When it comes to accepting credit cards, small businesses are leaving an estimated $100 billion on the table in forfeited profits. The reason? They aren’t accepting the fact that they need to accept credit cards.
Many merchants still fear that the price it costs to take credit cards will lead to lower revenue. We’ve written about this anomaly before. The truth is, it couldn’t be further from the truth. A report from Intuit estimates that “each business that does not accept plastic musses out on approximately $7000 in sales annually.”
But there’s another strain that many small businesses forget to realize. Cash flow. Small businesses are waiting for an average of $5000 in overdue payments, one survey found.
The cost to not getting paid is a huge cost for small businesses trying to stay afloat. The time it takes for a client check to hit your business bank account can be stressful for the client as well as yourself. In today’s payment world, it’s simply not necessary.

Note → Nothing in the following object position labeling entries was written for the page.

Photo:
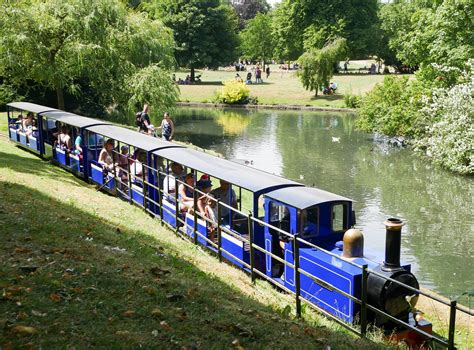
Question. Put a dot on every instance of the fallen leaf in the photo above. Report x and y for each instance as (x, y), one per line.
(174, 297)
(24, 330)
(38, 314)
(236, 345)
(156, 313)
(165, 326)
(159, 272)
(55, 297)
(128, 313)
(122, 333)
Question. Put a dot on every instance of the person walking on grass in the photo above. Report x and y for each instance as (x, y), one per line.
(167, 127)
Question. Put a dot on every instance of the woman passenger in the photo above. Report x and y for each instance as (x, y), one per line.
(64, 139)
(186, 193)
(106, 158)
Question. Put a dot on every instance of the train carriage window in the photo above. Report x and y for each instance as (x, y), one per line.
(309, 221)
(339, 217)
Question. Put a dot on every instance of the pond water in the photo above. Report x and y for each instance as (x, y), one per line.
(326, 151)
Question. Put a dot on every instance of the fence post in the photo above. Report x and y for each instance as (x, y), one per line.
(296, 260)
(145, 187)
(252, 251)
(129, 179)
(176, 204)
(160, 196)
(195, 226)
(219, 233)
(363, 302)
(452, 324)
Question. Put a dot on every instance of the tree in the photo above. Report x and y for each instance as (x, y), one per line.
(300, 24)
(205, 31)
(425, 32)
(317, 65)
(248, 9)
(94, 45)
(256, 39)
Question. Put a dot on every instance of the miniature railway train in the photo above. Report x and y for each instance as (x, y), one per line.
(301, 239)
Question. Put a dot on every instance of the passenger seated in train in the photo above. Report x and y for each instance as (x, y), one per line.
(225, 195)
(64, 139)
(186, 193)
(16, 123)
(123, 163)
(106, 158)
(211, 214)
(78, 145)
(204, 185)
(138, 170)
(169, 181)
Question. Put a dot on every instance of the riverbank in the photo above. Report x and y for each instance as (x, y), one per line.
(263, 106)
(281, 88)
(78, 271)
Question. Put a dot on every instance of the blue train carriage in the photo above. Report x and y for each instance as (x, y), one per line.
(237, 180)
(30, 137)
(135, 176)
(75, 125)
(320, 218)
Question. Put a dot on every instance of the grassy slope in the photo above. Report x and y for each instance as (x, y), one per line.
(84, 269)
(280, 88)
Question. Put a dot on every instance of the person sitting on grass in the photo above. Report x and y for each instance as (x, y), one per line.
(106, 158)
(186, 194)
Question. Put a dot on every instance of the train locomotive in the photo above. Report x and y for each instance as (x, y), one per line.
(289, 227)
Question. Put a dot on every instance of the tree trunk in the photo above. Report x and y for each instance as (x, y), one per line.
(60, 98)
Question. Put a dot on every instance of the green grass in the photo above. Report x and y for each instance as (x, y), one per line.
(84, 269)
(282, 87)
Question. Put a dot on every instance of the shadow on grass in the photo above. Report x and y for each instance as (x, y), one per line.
(80, 280)
(30, 163)
(335, 97)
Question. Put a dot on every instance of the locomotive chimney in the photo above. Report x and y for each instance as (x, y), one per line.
(393, 239)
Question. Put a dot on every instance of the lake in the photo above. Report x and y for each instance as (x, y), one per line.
(326, 151)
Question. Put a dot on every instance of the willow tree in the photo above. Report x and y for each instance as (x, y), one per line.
(205, 31)
(256, 39)
(317, 65)
(99, 45)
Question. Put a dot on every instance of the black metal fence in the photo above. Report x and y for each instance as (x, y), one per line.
(124, 188)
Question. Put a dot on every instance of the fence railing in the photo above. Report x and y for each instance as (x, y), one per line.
(248, 240)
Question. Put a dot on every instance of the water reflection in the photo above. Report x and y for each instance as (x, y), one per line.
(326, 151)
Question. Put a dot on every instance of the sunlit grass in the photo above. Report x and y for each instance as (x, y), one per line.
(82, 268)
(282, 87)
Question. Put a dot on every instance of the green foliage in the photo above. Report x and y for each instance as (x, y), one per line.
(449, 119)
(205, 32)
(301, 24)
(247, 10)
(256, 39)
(352, 101)
(60, 45)
(392, 107)
(317, 66)
(422, 32)
(7, 94)
(233, 92)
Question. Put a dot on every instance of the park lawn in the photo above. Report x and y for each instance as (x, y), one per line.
(82, 269)
(282, 87)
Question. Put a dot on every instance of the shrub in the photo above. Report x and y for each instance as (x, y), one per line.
(449, 119)
(233, 92)
(392, 107)
(352, 101)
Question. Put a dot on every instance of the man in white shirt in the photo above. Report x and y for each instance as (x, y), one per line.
(169, 181)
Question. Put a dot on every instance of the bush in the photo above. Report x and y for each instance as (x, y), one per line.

The same survey found that 83% of businesses that decide to take credit cards make more sales, with over half of these businesses making at least $1000 more each month. Reducing bad debt and faster payment are other benefits small businesses see with the decision to accept credit cards as a payment option.
So this changes things a bit doesn’t it? You no longer have to be afraid of the cost of accepting credit cards, because the truth is…. If you’re NOT accepting credit cards, you’re leaving money on the table.